The motorists driven to desperation by private parking contractors


Peter Holden’s* nightmare began when he bought a car in 2015. Notices in the car park of his housing association block in Cardiff required residents to display a permit and Holden was issued with a temporary permit by the concierge while he waited for his application to be processed. The temporary permit did not pass muster with Premier Park, the company that managed the car park, and he was issued with three parking charge notices (PCNs).

Over the next three years he was harassed by letters and phone calls demanding escalating sums, culminating in a court summons in October 2018. On the night before the hearing he was called by Premier Park’s legal representatives and urged to pay the £691 “debt” there and then or face an additional £1,000 in legal fees. The case was dismissed by the judge, who ruled that the terms of his lease granting him the right to park on the land overrode any rules imposed by Premier Park.

That, it seemed, was it. But only briefly. Last April a letter arrived from BW Legal, a debt recovery firm acting for Premier Park. It threatened Holden with court action unless he paid the PCNs that had been dismissed in court seven months previously. In July he was informed that he was being taken to court.

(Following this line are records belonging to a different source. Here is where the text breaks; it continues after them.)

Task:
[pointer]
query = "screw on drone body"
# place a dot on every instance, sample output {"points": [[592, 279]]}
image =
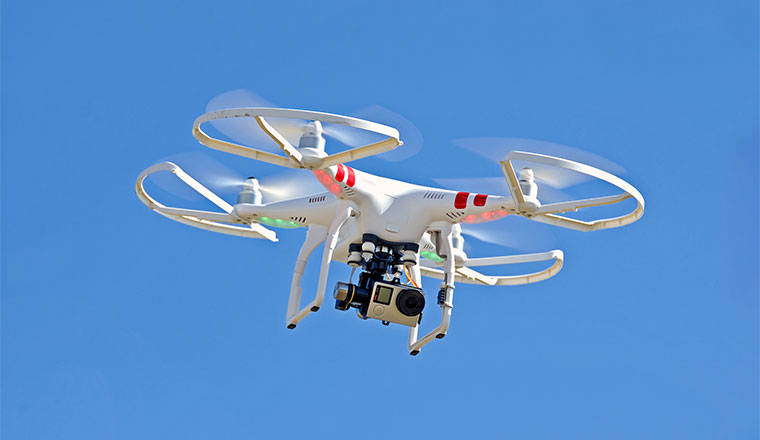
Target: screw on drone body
{"points": [[251, 192]]}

Holden’s ordeal exposes the aggressive tactics employed by the private parking industry, which demands sums of £100 or more for minor or, in some cases, non-existent parking breaches. Nearly 7 million PCNs were issued by parking management firms in the last financial year, a 20% increase on the previous 12 months. Until 2012 drivers could safely ignore these because private parking firms had no way of getting drivers’ details, and if the driver denied liability, nothing could be done. But since the introduction of the Protection of Freedoms Act, parking firms can buy the details of the “registered keeper” – ie the owner who is held responsible – from the DVLA at £2.50 each and companies have become increasingly litigious.

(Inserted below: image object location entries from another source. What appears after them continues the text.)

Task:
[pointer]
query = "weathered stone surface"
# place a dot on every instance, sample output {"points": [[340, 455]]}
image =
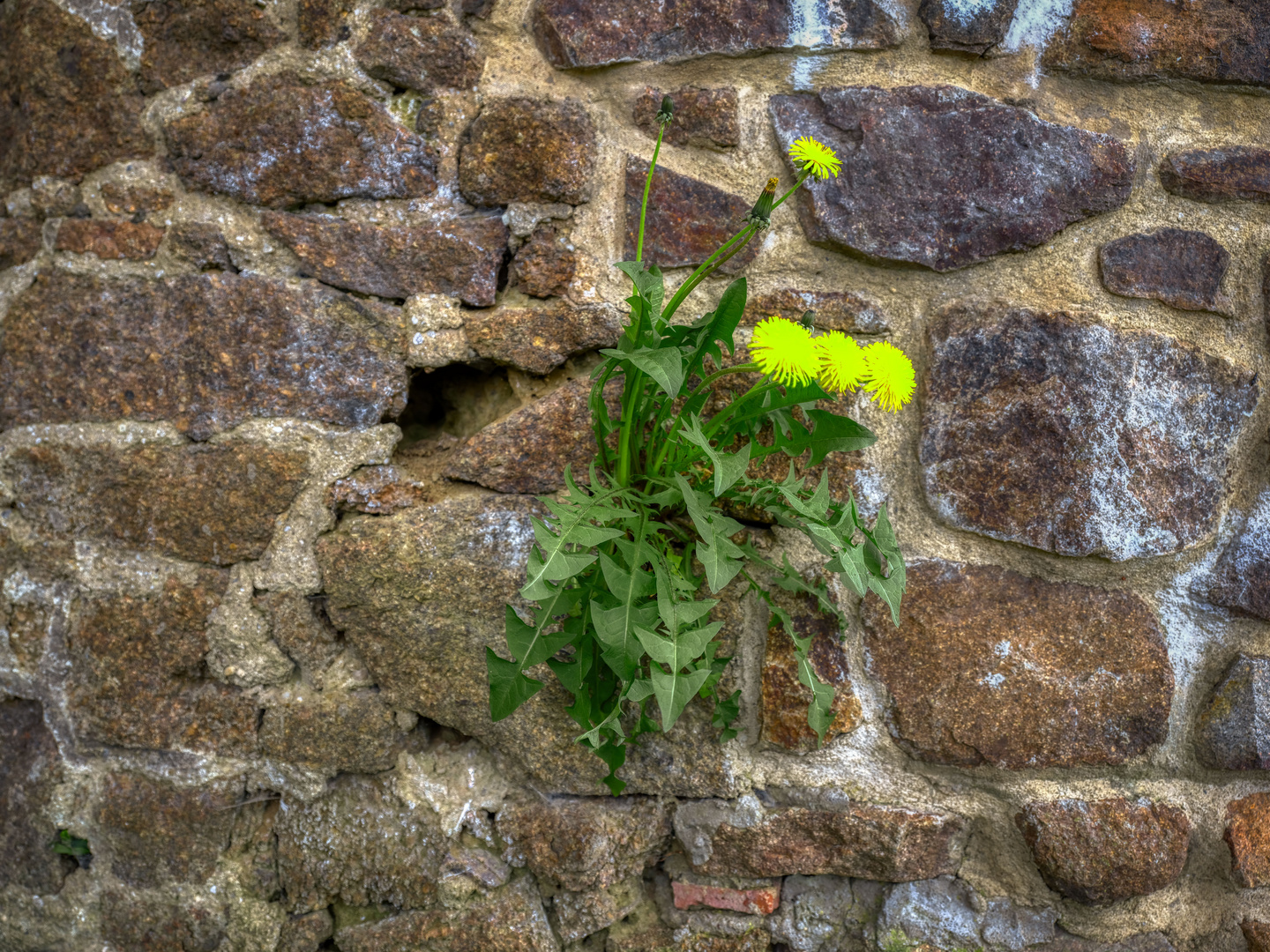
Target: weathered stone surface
{"points": [[29, 770], [967, 28], [600, 32], [1057, 432], [1180, 268], [199, 502], [70, 104], [1218, 175], [280, 143], [586, 843], [981, 649], [135, 674], [419, 52], [460, 257], [1211, 41], [156, 829], [421, 596], [188, 38], [526, 150], [943, 176], [206, 352], [1247, 834], [108, 239], [545, 264], [1102, 851], [687, 219], [540, 339], [703, 117], [358, 844]]}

Holden, who survives on benefits, claims he was driven from his home by Premier Park’s conduct. He had to spend £200 to move and is issuing a counterclaim for damages from Premier Park and BW Legal.

Alarmingly, his experience is not unique. In Southampton, Charlene Thompson had been pursued by Premier Park and its representatives over the same period. She had been issued with four PCNs for parking outside her flat without a permit in 2015. Since she paid a service charge for parking and her tenancy agreement did not require a permit to be displayed, she ignored them.

She says part of the reason she moved home was to escape Premier Park’s operative, which is why she didn’t receive the court claim issued by the company in 2017 and missed the chance to file a defence. A default judgment was issued, which she only discovered when she noticed her credit score had plummeted. She settled the £812 within the deadline, but two years later, in July, received notice from BW Legal, acting on behalf of Premier Park, that she was once again being taken to court over two of the paid PCNs as well as three more incurred at her old address.

“Premier Park is taking over my life,” she says. “I was a single mum with a baby when all this started and it was either move home or get rid of the car. The stress of having to find a new home and the money to move was the worst and now I’m faced with a mountain of paperwork for charges I paid two years ago.”

The court claims against Holden and Thompson were withdrawn in July when the pair pointed out that they had already been heard. Premier Park insists it had no idea the claims had previously been to court, blaming its former lawyers for the error.

It told the Observer: “The motorists in question had received multiple parking charges for residential parking areas, which remained unpaid. The solicitors, acting on these cases, failed to notify Premier Park that these two accounts had previously been to court. We have now changed legal provider, and these cases were included with a number of other outstanding cases as part of their hand-over. As soon as our new legal provider [BW Legal] and ourselves were made aware of this, the duplicate cases were cancelled and we apologise for any inconvenience this has caused. A full review of all cases with our previous provider is under way.”